Community Research and Development Information Service - CORDIS

Protecting murals via acoustic waves

A portable instrument for the detection and measurement of detachment extension in mural paintings has been developed.
Protecting murals via acoustic waves
In order to assess the efficiency of protection treatments of mural paintings and mosaics, it is vital to obtain precise damage definition and measurement prior to and following restoration. Thus far, the most common techniques restorers employ to detect separation zones in frescos are either too empiric and destructive or too complex to interpret.

The new technique, which involves a portable instrument to detect and measure detachment in mural paintings, provides a means of assessing the separation zones without damaging the work of art. It provides a physical indicator of the separation zones with a novel technique for revealing detachments via acoustic imageries.

These imageries are connected to the acoustic energy that is absorbed while the painting is insonified by a proper non-invasive acoustic wave. The acoustic wave excites the surface and the sensor then detects the signal from an appropriate distance.

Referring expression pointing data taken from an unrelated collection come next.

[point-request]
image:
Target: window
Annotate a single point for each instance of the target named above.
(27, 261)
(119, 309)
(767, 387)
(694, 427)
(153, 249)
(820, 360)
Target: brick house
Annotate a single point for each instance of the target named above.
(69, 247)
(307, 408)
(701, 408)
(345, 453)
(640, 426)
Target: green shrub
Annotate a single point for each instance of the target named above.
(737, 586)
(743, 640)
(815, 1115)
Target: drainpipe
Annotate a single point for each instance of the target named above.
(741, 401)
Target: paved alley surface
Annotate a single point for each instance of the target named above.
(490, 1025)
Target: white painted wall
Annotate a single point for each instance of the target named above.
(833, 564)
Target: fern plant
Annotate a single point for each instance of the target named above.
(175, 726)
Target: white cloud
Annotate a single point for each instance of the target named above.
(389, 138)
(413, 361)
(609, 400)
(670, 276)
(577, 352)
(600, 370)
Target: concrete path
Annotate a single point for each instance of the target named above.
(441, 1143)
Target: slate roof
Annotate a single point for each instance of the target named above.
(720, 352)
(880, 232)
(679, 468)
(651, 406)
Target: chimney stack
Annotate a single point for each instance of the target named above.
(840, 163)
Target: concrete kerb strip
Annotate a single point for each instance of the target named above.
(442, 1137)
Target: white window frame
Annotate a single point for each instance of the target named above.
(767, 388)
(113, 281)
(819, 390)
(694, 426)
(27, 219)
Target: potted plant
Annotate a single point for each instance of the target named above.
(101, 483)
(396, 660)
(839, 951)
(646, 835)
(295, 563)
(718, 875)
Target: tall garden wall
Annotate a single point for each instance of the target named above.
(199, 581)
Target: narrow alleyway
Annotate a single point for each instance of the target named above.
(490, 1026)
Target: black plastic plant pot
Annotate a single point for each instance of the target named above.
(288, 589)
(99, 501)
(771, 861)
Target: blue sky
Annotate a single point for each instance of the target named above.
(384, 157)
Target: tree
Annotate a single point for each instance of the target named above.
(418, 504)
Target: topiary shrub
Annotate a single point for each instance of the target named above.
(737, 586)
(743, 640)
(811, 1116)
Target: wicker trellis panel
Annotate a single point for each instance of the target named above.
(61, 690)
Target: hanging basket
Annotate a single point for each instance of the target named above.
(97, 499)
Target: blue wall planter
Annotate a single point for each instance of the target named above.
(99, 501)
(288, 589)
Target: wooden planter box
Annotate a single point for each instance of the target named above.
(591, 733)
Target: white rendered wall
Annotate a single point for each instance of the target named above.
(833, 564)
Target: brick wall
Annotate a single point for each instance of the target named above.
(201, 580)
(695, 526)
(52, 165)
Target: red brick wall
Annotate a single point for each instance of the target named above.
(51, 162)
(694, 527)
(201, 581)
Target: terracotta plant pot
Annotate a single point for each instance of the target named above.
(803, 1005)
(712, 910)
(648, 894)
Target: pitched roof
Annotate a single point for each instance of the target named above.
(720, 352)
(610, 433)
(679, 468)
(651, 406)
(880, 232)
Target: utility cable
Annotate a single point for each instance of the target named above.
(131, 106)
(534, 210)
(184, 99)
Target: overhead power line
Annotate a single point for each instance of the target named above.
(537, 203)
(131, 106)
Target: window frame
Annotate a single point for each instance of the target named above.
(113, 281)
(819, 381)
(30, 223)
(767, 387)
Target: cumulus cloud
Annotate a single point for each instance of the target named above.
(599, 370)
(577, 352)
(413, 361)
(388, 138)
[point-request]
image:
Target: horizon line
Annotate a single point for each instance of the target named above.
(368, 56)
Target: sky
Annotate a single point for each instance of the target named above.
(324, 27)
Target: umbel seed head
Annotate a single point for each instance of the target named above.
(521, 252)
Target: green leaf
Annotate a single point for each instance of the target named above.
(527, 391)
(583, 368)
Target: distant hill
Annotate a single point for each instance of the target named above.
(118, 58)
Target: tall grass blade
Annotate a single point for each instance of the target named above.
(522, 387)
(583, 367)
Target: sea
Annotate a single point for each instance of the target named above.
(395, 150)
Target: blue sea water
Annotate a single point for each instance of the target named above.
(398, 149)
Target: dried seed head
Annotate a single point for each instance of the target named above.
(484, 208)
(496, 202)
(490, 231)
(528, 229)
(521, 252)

This method can expose both large and small deviations related to the degree of detachment concealed in the interface within the layers located between the plaster and the wall. The results of the measurements are displayed via a planar or by 3-D distribution.

This new technique can provide an important contribution to a vital part of the conservation of cultural heritage. The proponents seek technical collaboration with companies that can move the prototype to the industrial level.